CrystalXRD-Bench: Benchmarking Vision-Language Models for XRD Peak Indexing Across Diverse Crystalline Materials
Pith reviewed 2026-06-29 07:25 UTC · model grok-4.3
The pith
Vision-language models reach at most 0.5888 Jaccard score when recovering Miller indices from XRD images plus CIF data.
A machine-rendered reading of the paper's core claim, the machinery that carries it, and where it could break.
Core claim
CrystalXRD-Bench supplies each rendered XRD image together with its originating CIF text and chemical formula so visual extraction can be measured separately from crystallographic calculation; on the single task of recovering every HKL that contributes to the highest-intensity peak, the best model reaches a Jaccard score of 0.5888 with 37.6 percent exact matches while six of seven models remain below 0.50, and error patterns reveal systematic weaknesses on double-peak cases, over-prediction by recall-heavy models, and limited help from CIF access.
What carries the argument
CrystalXRD-Bench, the 250-sample test set that requires recovering the complete set of HKLs for the highest-intensity peak from a rendered XRD image paired with CIF text and formula.
If this is right
- Double-peak XRD patterns remain especially difficult for current models.

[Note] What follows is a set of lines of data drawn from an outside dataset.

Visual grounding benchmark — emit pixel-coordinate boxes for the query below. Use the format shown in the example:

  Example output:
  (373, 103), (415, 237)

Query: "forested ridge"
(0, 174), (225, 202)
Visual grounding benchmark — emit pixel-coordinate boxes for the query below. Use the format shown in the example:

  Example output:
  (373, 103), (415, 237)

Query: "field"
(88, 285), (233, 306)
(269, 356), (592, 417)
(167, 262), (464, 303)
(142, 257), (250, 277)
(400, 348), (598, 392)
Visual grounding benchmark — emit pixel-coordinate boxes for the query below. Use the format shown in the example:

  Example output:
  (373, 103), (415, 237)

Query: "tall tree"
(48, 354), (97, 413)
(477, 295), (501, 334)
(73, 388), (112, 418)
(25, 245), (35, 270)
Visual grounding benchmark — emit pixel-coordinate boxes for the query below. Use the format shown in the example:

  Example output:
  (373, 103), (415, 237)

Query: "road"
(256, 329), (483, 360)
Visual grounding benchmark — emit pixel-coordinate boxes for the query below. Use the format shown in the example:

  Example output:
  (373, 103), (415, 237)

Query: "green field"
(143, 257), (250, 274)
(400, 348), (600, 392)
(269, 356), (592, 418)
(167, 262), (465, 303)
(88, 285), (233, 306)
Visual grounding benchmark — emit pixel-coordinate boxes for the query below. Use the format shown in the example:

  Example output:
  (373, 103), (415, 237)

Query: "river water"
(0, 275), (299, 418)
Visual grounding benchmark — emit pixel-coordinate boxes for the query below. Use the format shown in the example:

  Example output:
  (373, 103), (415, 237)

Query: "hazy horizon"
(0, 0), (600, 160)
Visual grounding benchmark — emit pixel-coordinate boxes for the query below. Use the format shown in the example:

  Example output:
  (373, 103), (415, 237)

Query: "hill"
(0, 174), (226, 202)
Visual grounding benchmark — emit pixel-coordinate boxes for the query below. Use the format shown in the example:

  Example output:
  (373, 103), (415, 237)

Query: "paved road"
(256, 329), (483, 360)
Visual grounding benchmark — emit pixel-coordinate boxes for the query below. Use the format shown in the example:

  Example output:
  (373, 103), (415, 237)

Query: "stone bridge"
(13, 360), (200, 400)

- Recall-oriented models increase coverage mainly by over-predicting HKLs rather than improving extraction accuracy.
- Access to the source CIF text does not close the gap in performing the required crystallographic calculations.
- The benchmark isolates concrete conditions under which vision-language models fail on quantitative scientific figures.
Where Pith is reading between the lines
- Specialized visual processing for curve and peak data may be required before these models can support routine crystallography workflows.
- Extending the same evaluation protocol to full-pattern indexing or to weaker peaks would likely reveal additional failure modes.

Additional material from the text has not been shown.